Controversial Dox – from Green Banking and Alpine Nudism to Jihadism and Religious Kitsch

13.02.2016.

This year’s Controversial Dox category features nine intriguing titles focusing on some of the greatest controversies of today, from green banking and recruiting jihadists, to homeless children and paedophilia. One of the films portrays a local controversy – the war story of a Croatian soldier whose moral act of saving cultural goods turned into many years of punishment.

A worrying diagnosis of the conditions on our planet comes from the provocative French documentary Banking Nature by Denis Delestrac and Sandrine Feydel. In this exploratory documentary they delve into the wondrous world of green banking in which investors buy endangered species habitat to sell them as shares. Opposite alienated industrials and bankers are people so in harmony with nature that every minute they wish to feel it on their skin. Scottish filmmaker Conxi Fornieles’s Travelling Light introduces us to veteran nudists on a group hike in the Austrian Alps.

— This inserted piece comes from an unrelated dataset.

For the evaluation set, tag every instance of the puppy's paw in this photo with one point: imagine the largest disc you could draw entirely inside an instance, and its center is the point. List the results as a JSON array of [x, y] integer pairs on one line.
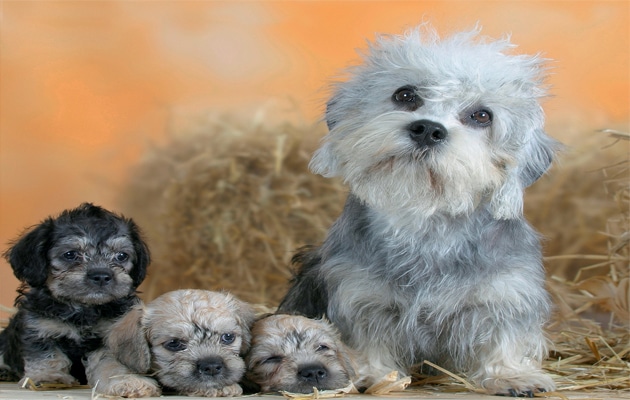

Several documentaries tackle the controversial issues through personal testimonies of individuals. Combining archive footage and interview with the protagonist, the film To Be or Not to Be Ivan Hiti by Bosnian and Herzegovinian director Branko Lazić sheds light on the events dating back to the wartime 1992, when the then Croatian soldier Ivan Hiti refused to obey the order to burn the oldest and largest Serbian Orthodox Church library in Croatia, for which he was called a traitor and dishonourably discharged. The outstanding Norwegian documentary Jihad – A Story of Others by Deeyah Khan features several highly ranked jihadi soldiers who reveal what drew them to the world and how they got out of it, and the Dutch Among Us by Guido Hendrikx takes us to the world of three Dutch paedophiles, revealing how these highly educated and confident men cope with their morbid inclinations.

Two documentaries tackle controversies coming from former USSR countries. The film Credit for Murder by Israeli director Vladi Antonevicz was inspired by a shocking 2007 YouTube video showing a group of Russian neo-Nazis killing two boys. Antonevicz decided to investigate the case, which in time turned into a private obsession and the investigation took six years.

The American documentary Crocodile Gennadiy takes us to Ukraine, where we follow Gennadiy Mikhnenko, a controversial pastor from Mariupol, whose controversial methods fight against homelessness among children. The film was directed by Steve Hoover, known for his winning documentary at Sundance 2013, Blood Brother. Terrence Malick was one of the executive producers.

What would happen if aliens came to our planet? How would we act? Would we be afraid? These and similar questions are in the focus of The Visit: An Alien Encouter by Danish documentary filmmaker Michael Madsen. The entertaining cinematic simulation of this hypothetical encounter features many specialists in space issues with the UN, NASA and the British government.

The short film Figure by Polish author Katarzyna Gondek speaks about the inhabitant of the largest sacred miniature park in the world, John Paul II made out of plastic and fiberglass, criticising mythmaking, religious kitsch and striving for grandeur.